At a minimum, legislation and/or regulations must clearly state the penalties and enforcement measures, as well as the government agency responsible for enforcement. Penalties are developed with a clear connection to the expectations outlined in the targets, and draw a direct line of responsibility back to a specific party or parties.
Examples of different penalties or steps that governments can take to encourage compliance with various performance requirements include:
Case Study: Slovakia
Slovakia was the first Central European country to introduce a DRS in 2022. Manufacturers are responsible for managing and financing the program under EPR regulations, while the state plays a supervisory role. The system administrator, known as Správca zálohového systému, is a consortium of four associations representing beverage producers and retailers in Slovakia. The Ministry of the Environment oversees and regulates the system, ensuring transparent data and monetary flows and promoting the system to stakeholders and the public.
For instance, in terms of fines and penalties, the Slovak Government is prescriptive in their writing, such as the following excerpt:
Under Section 14 on the Imposition of Fines, under subsection 4 it is stated that (4) For an administrative offense as per § 13, subsection (h), the competent state supervisory authority shall impose a fine based on the weight of the unrecovered disposable packaging for drinks, expressed in tons, corresponding to the unfulfilled return target established in Annex no. 1 for the given calendar year, with a fine amount of 6,000 Euros.

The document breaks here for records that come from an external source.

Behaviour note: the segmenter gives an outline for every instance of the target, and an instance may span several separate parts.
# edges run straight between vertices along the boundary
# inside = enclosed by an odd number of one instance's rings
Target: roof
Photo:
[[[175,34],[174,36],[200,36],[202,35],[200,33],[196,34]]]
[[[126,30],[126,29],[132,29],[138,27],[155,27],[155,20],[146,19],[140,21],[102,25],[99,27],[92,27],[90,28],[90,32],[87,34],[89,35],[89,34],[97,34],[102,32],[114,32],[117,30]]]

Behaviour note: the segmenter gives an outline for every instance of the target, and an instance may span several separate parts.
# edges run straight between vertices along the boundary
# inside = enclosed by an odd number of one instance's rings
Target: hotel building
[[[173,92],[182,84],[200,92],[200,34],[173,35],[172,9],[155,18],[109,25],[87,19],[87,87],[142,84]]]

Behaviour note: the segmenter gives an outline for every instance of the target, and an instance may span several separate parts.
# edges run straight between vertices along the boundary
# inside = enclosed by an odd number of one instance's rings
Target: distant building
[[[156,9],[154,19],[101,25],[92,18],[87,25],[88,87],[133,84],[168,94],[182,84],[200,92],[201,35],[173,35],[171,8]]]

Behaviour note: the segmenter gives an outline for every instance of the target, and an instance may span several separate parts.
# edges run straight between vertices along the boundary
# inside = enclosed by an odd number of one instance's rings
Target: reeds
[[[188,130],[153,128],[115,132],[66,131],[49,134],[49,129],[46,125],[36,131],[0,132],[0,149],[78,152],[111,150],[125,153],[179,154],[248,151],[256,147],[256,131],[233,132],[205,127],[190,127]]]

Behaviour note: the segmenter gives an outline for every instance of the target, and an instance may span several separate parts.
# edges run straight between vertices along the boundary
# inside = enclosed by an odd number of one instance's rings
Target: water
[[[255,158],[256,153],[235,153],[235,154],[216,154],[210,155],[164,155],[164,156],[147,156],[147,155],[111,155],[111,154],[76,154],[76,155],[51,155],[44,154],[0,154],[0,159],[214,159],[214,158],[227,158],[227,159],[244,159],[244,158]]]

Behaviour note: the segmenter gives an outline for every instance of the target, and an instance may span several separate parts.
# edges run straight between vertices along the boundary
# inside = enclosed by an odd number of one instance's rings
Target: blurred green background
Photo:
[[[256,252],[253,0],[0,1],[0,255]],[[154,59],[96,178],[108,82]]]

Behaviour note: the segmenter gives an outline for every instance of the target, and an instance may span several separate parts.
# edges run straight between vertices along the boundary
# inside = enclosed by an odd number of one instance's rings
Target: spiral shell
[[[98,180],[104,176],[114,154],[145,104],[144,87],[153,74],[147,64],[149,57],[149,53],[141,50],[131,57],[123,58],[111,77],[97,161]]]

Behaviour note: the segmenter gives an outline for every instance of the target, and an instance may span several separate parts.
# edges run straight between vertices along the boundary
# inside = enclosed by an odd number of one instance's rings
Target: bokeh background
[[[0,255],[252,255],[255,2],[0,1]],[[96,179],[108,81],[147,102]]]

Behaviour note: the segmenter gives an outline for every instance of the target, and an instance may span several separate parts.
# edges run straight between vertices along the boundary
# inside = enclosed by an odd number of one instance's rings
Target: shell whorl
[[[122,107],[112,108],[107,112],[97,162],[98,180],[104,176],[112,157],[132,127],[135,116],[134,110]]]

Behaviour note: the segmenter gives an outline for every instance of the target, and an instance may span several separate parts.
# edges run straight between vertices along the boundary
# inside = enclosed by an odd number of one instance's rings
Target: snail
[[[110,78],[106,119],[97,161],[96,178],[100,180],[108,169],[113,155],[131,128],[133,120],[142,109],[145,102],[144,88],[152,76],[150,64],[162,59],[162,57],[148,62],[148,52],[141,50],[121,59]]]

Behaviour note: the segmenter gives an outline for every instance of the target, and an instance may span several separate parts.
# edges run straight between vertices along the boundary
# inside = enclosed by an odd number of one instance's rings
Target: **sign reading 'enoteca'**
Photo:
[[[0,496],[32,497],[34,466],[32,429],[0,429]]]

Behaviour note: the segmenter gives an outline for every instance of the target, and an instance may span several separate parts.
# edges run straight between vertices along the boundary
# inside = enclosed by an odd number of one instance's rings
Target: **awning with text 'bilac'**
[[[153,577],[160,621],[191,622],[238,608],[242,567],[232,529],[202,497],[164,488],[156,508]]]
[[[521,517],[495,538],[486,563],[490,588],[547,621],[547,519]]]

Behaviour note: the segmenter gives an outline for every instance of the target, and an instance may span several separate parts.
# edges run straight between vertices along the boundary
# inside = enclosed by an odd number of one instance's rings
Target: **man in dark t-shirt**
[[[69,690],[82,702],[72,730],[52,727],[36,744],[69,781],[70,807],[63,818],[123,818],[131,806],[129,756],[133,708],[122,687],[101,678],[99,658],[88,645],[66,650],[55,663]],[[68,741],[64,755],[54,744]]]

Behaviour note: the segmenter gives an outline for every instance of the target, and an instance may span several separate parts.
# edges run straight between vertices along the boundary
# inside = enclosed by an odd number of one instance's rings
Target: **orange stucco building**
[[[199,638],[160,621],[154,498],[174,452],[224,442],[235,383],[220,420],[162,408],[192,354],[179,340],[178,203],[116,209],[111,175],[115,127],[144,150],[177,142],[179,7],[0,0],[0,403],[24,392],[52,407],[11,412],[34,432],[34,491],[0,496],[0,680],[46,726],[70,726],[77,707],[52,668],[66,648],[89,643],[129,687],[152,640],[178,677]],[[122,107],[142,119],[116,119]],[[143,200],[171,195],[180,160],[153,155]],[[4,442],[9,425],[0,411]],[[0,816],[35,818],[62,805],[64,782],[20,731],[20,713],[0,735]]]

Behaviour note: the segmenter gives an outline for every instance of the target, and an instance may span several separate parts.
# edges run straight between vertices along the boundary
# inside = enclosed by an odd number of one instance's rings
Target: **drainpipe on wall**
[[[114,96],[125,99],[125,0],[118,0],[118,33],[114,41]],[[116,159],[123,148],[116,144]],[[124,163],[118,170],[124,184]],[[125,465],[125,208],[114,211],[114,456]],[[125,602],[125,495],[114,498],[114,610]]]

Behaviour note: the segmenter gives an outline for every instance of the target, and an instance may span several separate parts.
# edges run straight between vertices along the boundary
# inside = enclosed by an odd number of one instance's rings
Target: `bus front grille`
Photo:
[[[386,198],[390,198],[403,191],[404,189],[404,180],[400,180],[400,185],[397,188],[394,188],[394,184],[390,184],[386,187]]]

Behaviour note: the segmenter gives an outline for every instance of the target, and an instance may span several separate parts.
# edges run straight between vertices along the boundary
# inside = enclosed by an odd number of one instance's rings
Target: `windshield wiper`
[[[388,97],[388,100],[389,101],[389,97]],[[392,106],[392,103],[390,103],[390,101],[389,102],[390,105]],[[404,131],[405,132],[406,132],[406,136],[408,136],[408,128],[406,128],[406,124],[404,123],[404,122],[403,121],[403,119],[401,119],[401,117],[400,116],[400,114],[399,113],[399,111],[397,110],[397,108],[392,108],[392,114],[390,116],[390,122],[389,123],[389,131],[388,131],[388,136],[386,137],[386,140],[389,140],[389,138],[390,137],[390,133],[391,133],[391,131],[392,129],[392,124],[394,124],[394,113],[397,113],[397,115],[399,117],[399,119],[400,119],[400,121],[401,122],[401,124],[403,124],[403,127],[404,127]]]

The Slovak DRS regulation establishes the authority and responsibilities of government bodies in managing beverage packaging and waste. It includes provisions for state supervision, administrative offenses, and the imposition of fines. Slovakia’s legislation stipulates the Ministry’s authorities as follows:
The Ministry of Environment plays a crucial role in ensuring compliance with regulations; monitoring the system’s implementation and taking action against any violations. Most importantly, these duties and responsibilities are codified in the document enabling legislation. [Source]
Governments play a critical role in ensuring that DRSs achieve high performance, deliver a convenient and equitable user experience, and continually improve. In an optimized DRS, the regulatory agency actively maintains compliance, utilizes auditing and enforcement mechanisms when necessary, and is generally an empowered owner of the program’s success.